System blow up when restart from a check point

GROMACS version: 2020.3
GROMACS modification: No

Dear All:

I have a strange problem when I continue a simulation from a checkpoint.

I am using GPU acceleration to run atomistic simulations (membrane bilayers with several kinds of lipids).
For this simulation, I used 1 GPU card. Afterwards, I was able to compile gromacs (the same version, 2020.3) so that it can run the simulations using several GPU cards within 1 node. Then I tried to continue this simulation using 4 GPU cards from the check point use the following command:

gmx mdrun -v -deffnm myfile -cpi myfile.cpt -append no -npme 1 -ntmpi 4 -ntomp 4 -pme gpu -nb gpu -bonded gpu -nstlist 200

and I got the following errors:


Program: gmx mdrun, version 2020.3-plumed-2.7.4-dev-20220218-660d9bc-dirty-unknown
Source file: src/gromacs/domdec/domdec_topology.cpp (line 421)
MPI rank: 0 (out of 4)

Fatal error:
5035 of the 741069 bonded interactions could not be calculated because some
atoms involved moved further apart than the multi-body cut-off distance
(1.81175 nm) or the two-body cut-off distance (1.81175 nm), see option -rdd,
for pairs and tabulated bonds also see option -ddcheck


I am actually farmiliar with this error and I tried to set -rdd 1.4 and played with -ntomp and -nt , but this time it does not work.
The strange part is, if I continue from the check point using 1 GPU, it can run smoothly. And if I start the simulations from beginning (not use the check point) by using 4 GPU, it can still run smoothly and get the acceleration I expected.
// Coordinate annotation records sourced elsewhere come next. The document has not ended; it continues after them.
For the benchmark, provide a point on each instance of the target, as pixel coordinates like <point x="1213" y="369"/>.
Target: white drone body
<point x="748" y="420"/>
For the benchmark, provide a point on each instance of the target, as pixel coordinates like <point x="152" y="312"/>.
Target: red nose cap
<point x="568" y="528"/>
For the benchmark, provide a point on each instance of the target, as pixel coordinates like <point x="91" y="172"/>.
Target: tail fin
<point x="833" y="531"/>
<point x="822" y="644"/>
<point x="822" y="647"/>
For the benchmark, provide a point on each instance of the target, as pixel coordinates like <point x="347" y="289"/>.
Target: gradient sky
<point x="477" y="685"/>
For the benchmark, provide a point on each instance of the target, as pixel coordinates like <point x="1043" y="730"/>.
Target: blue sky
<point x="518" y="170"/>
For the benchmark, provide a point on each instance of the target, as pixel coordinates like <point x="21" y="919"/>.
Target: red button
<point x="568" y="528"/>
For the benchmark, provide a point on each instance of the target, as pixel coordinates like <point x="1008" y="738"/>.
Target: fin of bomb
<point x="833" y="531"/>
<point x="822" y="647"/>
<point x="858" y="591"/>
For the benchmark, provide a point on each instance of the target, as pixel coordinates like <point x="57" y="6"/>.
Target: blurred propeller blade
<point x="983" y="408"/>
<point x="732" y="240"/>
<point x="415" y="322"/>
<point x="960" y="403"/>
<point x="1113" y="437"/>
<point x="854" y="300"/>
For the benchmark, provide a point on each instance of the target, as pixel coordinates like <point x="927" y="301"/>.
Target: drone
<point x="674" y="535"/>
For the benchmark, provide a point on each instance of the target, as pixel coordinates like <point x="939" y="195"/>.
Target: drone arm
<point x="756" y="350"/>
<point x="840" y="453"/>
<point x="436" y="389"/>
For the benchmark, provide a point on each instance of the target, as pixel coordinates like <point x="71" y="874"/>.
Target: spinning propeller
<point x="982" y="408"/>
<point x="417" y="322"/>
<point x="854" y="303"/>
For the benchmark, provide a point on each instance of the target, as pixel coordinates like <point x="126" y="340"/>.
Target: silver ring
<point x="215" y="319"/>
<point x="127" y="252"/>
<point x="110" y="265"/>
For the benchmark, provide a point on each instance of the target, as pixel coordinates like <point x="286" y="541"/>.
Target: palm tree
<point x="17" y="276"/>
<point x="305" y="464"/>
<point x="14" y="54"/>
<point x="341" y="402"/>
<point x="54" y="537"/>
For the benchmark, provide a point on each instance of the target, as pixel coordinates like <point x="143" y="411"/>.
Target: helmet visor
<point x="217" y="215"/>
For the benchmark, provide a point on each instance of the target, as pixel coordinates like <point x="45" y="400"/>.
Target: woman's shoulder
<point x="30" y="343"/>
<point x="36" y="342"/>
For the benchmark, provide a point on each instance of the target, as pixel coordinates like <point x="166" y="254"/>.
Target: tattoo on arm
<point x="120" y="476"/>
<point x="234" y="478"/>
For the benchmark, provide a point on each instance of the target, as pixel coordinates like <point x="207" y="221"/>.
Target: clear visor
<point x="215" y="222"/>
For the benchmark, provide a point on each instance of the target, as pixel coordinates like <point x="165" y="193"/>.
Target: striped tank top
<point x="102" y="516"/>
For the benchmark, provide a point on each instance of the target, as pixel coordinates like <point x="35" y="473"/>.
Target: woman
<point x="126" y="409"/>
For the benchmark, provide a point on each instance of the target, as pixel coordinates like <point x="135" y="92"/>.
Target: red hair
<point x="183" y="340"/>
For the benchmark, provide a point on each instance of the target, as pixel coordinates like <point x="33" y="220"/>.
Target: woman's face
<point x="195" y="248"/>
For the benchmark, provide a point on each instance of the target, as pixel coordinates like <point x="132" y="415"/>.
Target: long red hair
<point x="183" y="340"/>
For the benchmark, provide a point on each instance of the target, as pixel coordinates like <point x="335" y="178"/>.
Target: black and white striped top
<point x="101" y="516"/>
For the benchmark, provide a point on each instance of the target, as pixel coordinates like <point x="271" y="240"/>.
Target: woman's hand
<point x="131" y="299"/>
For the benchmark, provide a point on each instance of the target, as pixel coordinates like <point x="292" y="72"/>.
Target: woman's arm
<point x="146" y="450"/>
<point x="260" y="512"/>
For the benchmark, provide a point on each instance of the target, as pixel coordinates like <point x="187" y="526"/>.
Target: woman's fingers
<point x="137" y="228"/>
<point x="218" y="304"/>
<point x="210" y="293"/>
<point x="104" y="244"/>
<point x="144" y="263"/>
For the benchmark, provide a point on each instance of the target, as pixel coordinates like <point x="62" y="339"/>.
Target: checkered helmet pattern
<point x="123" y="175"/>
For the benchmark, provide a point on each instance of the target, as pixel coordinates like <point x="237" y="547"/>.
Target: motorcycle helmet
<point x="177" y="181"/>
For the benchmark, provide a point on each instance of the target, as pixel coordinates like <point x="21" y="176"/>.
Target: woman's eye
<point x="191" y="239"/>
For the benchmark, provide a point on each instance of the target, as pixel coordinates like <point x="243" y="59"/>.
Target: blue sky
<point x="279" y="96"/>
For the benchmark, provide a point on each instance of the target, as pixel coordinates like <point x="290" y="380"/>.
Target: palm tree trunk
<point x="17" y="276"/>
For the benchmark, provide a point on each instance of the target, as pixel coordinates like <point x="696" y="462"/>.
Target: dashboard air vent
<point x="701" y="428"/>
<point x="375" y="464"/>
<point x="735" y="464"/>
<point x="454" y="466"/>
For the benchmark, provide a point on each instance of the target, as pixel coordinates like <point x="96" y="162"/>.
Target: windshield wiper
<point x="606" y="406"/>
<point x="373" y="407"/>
The error only appears when I tried to continue from the check point using 4 GPU.
If I extract the last snapshot in the trajectory file and re-generate a tpr file to run the simulations, it goes smoothly by using either 1 GPU and 4 GPU (I think this further excludes a possible problem of the system).

This occurs for all systems I tried (in total 4), so it seemed unlikely to be a problem of my system setup.
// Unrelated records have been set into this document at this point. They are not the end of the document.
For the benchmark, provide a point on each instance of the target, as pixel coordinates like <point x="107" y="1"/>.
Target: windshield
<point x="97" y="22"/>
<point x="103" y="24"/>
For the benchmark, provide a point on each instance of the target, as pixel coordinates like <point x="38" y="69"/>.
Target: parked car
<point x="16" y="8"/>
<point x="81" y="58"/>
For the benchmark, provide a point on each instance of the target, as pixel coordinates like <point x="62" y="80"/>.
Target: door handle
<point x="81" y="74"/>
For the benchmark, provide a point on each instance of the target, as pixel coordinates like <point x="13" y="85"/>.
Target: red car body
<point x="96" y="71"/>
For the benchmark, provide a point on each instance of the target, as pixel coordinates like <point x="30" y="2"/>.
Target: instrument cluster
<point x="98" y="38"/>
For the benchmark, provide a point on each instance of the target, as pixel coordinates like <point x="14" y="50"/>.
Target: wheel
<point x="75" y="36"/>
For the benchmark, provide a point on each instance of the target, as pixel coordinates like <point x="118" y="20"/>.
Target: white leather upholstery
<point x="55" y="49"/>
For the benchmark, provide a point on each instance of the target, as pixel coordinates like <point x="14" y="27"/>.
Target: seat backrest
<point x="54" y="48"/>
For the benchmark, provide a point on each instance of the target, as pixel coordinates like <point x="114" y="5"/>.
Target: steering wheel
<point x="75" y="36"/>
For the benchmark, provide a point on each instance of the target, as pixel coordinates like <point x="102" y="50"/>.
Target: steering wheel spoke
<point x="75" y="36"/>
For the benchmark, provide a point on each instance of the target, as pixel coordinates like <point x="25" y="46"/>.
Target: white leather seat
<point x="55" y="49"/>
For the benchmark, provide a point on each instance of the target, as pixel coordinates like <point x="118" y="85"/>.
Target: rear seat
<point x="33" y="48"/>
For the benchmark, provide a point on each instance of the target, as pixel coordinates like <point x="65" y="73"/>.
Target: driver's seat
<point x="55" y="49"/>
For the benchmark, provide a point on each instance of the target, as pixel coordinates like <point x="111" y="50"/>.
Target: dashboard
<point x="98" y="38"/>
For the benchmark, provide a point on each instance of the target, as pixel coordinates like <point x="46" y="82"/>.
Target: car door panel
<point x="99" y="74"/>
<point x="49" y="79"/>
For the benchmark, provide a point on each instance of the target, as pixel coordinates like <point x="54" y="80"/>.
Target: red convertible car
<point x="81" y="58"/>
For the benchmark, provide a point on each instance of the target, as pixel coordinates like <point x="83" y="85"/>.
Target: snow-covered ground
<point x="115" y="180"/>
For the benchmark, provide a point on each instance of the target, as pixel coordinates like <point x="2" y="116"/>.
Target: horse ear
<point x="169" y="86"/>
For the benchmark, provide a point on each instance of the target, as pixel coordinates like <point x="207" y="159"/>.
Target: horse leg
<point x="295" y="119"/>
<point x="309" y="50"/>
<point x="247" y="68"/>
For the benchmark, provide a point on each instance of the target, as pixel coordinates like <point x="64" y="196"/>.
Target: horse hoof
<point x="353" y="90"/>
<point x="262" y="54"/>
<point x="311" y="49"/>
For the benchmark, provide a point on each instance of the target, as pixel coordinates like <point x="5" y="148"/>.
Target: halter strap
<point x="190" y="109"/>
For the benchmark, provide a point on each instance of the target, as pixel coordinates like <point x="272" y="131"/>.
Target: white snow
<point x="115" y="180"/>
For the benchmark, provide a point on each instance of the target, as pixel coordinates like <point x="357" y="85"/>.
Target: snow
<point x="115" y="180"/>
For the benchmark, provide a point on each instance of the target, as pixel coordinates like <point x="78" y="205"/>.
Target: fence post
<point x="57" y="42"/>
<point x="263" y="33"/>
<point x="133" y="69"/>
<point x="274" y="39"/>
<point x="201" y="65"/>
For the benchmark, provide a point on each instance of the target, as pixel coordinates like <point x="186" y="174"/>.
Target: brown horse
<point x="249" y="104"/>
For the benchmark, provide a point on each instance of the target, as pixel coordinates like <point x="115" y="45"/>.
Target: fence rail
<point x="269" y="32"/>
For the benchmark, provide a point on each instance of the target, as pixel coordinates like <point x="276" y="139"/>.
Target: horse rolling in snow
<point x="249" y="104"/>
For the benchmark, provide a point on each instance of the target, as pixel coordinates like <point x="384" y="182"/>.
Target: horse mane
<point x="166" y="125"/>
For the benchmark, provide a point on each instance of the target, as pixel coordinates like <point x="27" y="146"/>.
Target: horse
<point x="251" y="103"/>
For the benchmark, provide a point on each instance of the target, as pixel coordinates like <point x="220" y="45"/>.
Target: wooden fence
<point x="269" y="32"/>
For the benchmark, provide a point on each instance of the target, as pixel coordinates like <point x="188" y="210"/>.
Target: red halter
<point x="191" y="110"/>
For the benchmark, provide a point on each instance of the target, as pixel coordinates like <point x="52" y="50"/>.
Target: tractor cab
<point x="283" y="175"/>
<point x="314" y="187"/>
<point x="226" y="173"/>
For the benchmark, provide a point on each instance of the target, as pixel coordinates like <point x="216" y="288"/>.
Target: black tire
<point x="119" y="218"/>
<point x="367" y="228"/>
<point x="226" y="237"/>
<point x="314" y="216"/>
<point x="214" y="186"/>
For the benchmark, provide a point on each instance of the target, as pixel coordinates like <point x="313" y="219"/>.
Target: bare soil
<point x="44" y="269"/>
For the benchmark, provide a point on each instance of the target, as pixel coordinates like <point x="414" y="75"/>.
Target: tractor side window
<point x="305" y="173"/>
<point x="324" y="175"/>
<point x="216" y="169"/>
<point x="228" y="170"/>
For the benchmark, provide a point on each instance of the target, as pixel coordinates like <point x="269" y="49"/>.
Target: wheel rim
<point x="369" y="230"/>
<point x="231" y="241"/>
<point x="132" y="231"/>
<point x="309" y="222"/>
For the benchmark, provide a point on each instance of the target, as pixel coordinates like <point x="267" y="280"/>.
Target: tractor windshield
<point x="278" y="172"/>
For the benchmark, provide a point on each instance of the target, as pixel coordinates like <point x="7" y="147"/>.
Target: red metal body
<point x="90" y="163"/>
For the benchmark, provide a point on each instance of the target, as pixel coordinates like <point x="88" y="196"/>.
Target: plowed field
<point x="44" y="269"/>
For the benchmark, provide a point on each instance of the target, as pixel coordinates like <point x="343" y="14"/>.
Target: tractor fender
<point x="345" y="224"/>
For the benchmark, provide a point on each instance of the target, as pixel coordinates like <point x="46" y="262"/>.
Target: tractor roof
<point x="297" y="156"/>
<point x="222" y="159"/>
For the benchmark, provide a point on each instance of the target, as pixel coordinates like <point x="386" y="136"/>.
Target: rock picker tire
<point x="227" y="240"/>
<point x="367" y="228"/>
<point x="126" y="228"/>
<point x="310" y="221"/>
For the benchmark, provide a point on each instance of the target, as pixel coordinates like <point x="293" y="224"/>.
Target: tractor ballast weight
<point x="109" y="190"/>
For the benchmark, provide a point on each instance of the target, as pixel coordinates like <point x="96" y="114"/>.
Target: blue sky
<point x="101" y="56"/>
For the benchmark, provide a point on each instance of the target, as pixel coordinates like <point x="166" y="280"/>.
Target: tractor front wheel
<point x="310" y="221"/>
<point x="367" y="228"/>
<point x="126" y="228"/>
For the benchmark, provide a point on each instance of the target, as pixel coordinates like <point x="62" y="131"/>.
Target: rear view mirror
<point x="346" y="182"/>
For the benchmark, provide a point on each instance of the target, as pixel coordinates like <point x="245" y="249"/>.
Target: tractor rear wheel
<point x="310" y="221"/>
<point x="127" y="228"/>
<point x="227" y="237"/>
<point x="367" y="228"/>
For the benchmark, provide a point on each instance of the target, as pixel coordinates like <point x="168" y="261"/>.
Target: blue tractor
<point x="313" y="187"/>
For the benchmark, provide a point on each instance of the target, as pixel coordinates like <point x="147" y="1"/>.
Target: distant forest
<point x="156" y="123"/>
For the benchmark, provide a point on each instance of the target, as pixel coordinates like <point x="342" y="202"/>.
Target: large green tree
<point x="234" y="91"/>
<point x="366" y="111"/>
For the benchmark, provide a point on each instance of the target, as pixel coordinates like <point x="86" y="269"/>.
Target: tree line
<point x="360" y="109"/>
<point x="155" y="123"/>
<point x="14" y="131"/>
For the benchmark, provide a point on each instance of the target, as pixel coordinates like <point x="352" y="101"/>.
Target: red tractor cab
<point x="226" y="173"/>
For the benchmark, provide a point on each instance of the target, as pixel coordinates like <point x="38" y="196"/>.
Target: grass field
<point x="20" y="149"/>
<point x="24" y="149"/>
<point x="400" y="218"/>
Thanks for reading this message, and I look forward to hearing suggestions. I am really appreciate for any help you provide. Thanks in advance.

With my best regards,
Ruo-Xu

This is likely caused by a bug in 2020.3 which has been fixed in 2020.4.

Dear Hess:

Thanks very much for your reply. Could you be more elaborate? What kind bug it is? I am worrying about how it will affect my simulations (the part which I have already done).

Thanks again for your help.

With my best regards,
Ruo-Xu

I see now that the release note is very lacking. The effects of the bug are not mentioned and there is not issue number. I think there is no issue for this bug at all. But as this bug caused incorrect memory access, I would expect all runs affected by the bug to crash. So it can likely not have caused incorrect results.

As the release note says, runs with a single domain (e.g. single GPU) were not affected.